A new hard drive is the best bet, since there is no danger of destroying everything in Windows, and each drive has it's own MBR. If you're willing to live dangerously (or have funds that mandate this) you can re-partition a single drive and run both OSs from it. Just use FIPS instead of fdisk. I split an 8GB drive without any problems, but that doesn't mean you shouldn't back up what you can. I'd also recommend making a bootdisk that gets you as far as the DOS prompt in the event of a disaster. MSCDEX would be good to have on it, too.

Another word of warning. Partitioning can be a bit tricky. If you don't know how to repartition from Linux, make all the partitions you need using FIPS before setup.

Anyway, the rewards outweigh the risks of either solution. But the latter is quite dirty.

Oleg Leschoff posted 07-27-99 03:17 PM ET     Click Here to See the Profile for Oleg Leschoff  Click Here to Email Oleg Leschoff     
Try this:

http://www.geocities.com/Tokyo/Towers/6162/gcc.html
and, of cause, www.cygnus.com, look here for Cygwin. You'll also ge here from my first link.

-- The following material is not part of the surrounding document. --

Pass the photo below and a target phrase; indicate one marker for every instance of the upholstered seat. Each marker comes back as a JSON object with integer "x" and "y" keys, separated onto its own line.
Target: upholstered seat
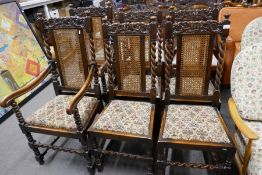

To those FIPS lovers. It's another unpaid advertising, this time of commercial software -- PartitionMagic. Nothing more needed -- resize, move, copying of any partition, supports ntfs, ext2, hpfs, fat, fat32 and maybe something else. Can FIPS do anything of this? I used it more than year and didn't have crashes (that is, electricity blackouts ) in the time of performing its operations. Lucky I, counting that I don't even have any backup devices...

Eh... By the way, how this question is related to 'The Game'?

CycoONE posted 07-27-99 04:08 PM ET     Click Here to See the Profile for CycoONE  Click Here to Email CycoONE     
Yes you can, and I did. There is a rather good compiler that has a very simular feel to the Borland ones, It is not compatable with anything above version 4.5 but that shouldn't be too much of a problem for any one that is not programing for a major software company. I don't have the site adress but it is reachable from The Programers Reseach Guild (http://personal.redestb.es/jesruiz/)

I have run into a few problems with it but the problems were all in the online manual and are no longer problems for me.

You must download each part of the program sepretly for what you want to use it for, but that is made easy by tool the site uses called a ZIPpicker that asks a series of questions about your computer and what you want.